What Combat Taught Me About Adversity (And the Only Proper Response)

My right scanner called "Missile launch, four o'clock."

I had seconds to respond to the SA-7 heat-seeking missile, fired at our MH-53 somewhere over Iraq. I didn't see it. I didn't have to. I trusted my crew. I punched flares, initiated evasive maneuvers, increased speed.

The missile missed by several hundred feet. Maybe more. Hard to say when you're focused on not becoming a fireball.

Then they fired a second one.

Same response. Flares, evasion, speed. It missed too.

My first thought after both missiles missed? Anger. Why are you shooting at me? I'm just doing my job. Of course, my job is to deliver twenty plus badass special operators to the back door of some very bad people. So, the anger was somewhat ironic.

After that? Relief. We're alive, but we still have four to five hours of flying ahead. Buckle up and get back to work.

That's external adversity. Circumstances beyond your control try to kill you, derail you, or stop you. You didn't cause it. You don't deserve it (totally). But you still have to deal with it.

In 26 years of flying and ten plus years trying to sell my writing, I've encountered adversity in three distinct forms. External: circumstances you can't control. Internal: consequences of your own choices. Imposed: others' decisions that block you for no good reason.

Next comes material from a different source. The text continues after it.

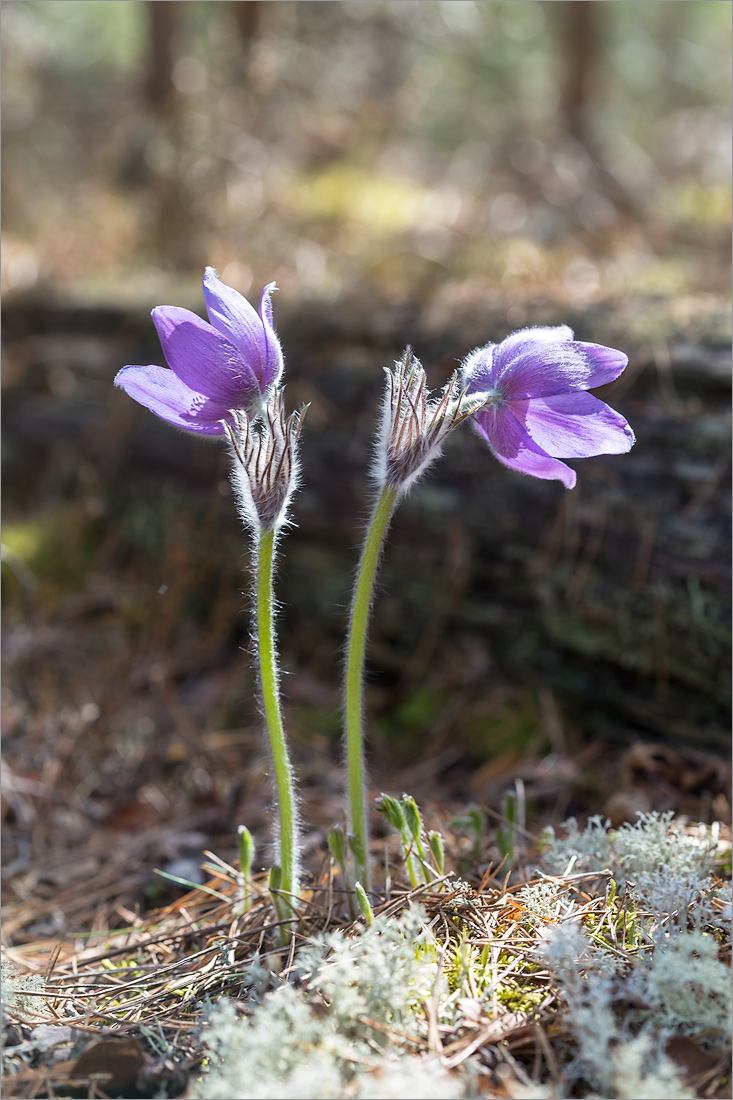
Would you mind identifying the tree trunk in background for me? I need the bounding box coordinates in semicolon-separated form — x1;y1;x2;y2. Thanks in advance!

Each type feels different. Each type hurts differently.

But they all demand the same fundamental response: Adapt or quit.

Here's what I learned about making that choice.

External Adversity (When Circumstances Conspire)

External adversity is what happens when the universe hands you problems you didn't create.

It might be missiles in Iraq. Or it might be a mis-rigged rotor hub on an Mi-17 in Afghanistan that made the helicopter handle backwards from what it was supposed to do. A Huey engine that exploded, or even a nose gear strut that collapses into your flight controls.

None of that was my fault. But it was still my problem.

After landing the Mi-17 with improper rigging, I didn't want to fly again that day. I’d just safely landed a damaged aircraft, and my nerves were shot. I did anyway. Different student. Same mission. Because that's the job. It’s what we were trying to instill in our partners. You adapt to circumstances, solve problems you didn't create, and keep executing the mission.

In writing, external adversity looks like the pandemic shutting down Hollywood. I didn't cause a global pandemic. But my screenplays still needed a way forward.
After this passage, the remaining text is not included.